A doctor says they will need to perform another operation, create a bypass. His expression is serious, but he also says Rosmarie has been lucky. If she had been brought in just half an hour later … He doesn’t finish his sentence. Hermann imagines what he might have gone on to say. We’re hoping for the best, says the doctor. Do you have any questions? No. Hermann shakes his head. He has the feeling that all of this has nothing to do with him or Rosmarie. The doctor nods to him and leaves with a look that is probably intended to be encouraging. The sister says Frau Lehmann didn’t need anything, she would rather he took the suitcase back with him, then at least nothing would go astray. He should bring her things once his wife was able to leave intensive care. She gives him a form about the patient’s habits and personal preferences. Your answers will help us to look after her, she says; she gives him a pencil and conducts him to a waiting room. He reads through the questions. Does the patient belong to any religion? What form does worship take? Does the patient like music? If so, what? Which smells does the patient like? He thinks of the olive oil soap. Which does she not like? What is her favorite color? Does she have a set ritual at bedtime? Where does she like to be touched?
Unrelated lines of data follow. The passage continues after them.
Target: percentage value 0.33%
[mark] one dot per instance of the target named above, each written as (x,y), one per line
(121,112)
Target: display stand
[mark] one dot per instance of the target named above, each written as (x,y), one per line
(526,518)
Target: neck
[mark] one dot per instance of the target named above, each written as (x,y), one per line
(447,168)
He walks down several corridors, past reception and the cafe and out into the cold winter afternoon. The stop is between the hospital and the lake. Hermann sees a streetcar leave. The next one won’t be for another half an hour. He could walk home, it wouldn’t be more than an hour or so, but he’s already bought the return ticket and he’s tired, he barely slept last night. He presses the button for STOP ON DEMAND and sits down on the narrow bench. The suitcase is on the ground beside him. He looks at the lake. About a hundred yards from shore, the color of the water abruptly changes from pale blue to deep green. A couple of walkers pass down the shore promenade. They stop at a marker and look back. By the time the streetcar comes, Hermann is frozen through.
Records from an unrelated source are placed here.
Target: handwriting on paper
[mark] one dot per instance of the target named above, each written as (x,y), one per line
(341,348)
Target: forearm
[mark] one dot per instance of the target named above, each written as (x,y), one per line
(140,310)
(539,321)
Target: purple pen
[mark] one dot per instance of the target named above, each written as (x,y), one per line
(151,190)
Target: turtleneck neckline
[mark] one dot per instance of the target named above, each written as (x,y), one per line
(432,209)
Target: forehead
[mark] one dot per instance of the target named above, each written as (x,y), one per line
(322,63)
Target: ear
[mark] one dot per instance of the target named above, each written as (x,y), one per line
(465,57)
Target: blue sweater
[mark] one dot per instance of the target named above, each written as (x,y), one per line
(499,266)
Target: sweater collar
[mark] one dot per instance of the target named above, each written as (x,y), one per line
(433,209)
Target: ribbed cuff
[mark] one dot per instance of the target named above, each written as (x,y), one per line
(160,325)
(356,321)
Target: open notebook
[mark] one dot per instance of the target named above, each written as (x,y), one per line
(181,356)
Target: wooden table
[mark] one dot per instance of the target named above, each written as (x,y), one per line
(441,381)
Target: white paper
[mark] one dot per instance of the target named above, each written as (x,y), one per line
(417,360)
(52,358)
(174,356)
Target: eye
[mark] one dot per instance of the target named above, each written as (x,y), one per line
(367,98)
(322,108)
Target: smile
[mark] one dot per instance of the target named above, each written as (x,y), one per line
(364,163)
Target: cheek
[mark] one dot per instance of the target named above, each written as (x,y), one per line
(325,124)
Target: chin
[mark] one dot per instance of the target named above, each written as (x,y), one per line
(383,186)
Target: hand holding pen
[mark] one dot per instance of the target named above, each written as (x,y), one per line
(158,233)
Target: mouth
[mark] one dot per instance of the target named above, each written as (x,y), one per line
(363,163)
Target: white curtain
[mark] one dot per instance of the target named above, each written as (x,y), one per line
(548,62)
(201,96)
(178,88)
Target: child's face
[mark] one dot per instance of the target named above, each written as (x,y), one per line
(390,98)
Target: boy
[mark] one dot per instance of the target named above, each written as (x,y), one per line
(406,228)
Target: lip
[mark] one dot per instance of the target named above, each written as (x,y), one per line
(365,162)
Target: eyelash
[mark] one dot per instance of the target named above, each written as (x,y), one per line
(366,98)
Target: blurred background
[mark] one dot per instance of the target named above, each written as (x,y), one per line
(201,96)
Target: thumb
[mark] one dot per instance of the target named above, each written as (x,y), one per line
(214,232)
HE HASN’T BEEN to the library very often. On rare occasions he has accompanied Rosmarie, or he’s taken books back for her when he’s had to be in town. Even so, the librarian greets him by name. She takes the books from him and asks whether Rosmarie enjoyed them. Hermann is bemused by her referring to his wife by her first name. Yes, he says, I believe she did. I’ve set aside the new Donna Leon thriller for her, says the librarian, and she picks it up from a little rolling shelf next to her desk. I promised her first dibs at it. She stamps the date on the borrowing slip at the back of the book. Only then does she seem to become aware of Hermann’s suitcase, and she asks him if he’s on his way somewhere. Yes, he says. He’s not in the mood to answer questions. The librarian says she could hang on to the book if he didn’t want to take it with him right now. I’m not going away for long, he says, and he grabs the book with a quick movement of his hand. Through a Glass Darkly . The librarian makes some remark about an active retirement and laughs. Hermann thanks her and leaves.

Darkness is falling outside. He turns once more when he notices the librarian watching him through the glass doors, then he heads off in the direction of the station. On the way he runs into a neighbor. The family only moved there two years ago, the man works for an insurance company, the woman stays at home, looking after the two children. Hermann sees her in the garden sometimes. She once complimented him on his peonies and asked him for tips. She said they had lived in a condo before, and she had little experience with plants. The most important thing is to find the right place for each plant, he said. It needs to feel at home there, and then it’ll thrive by itself.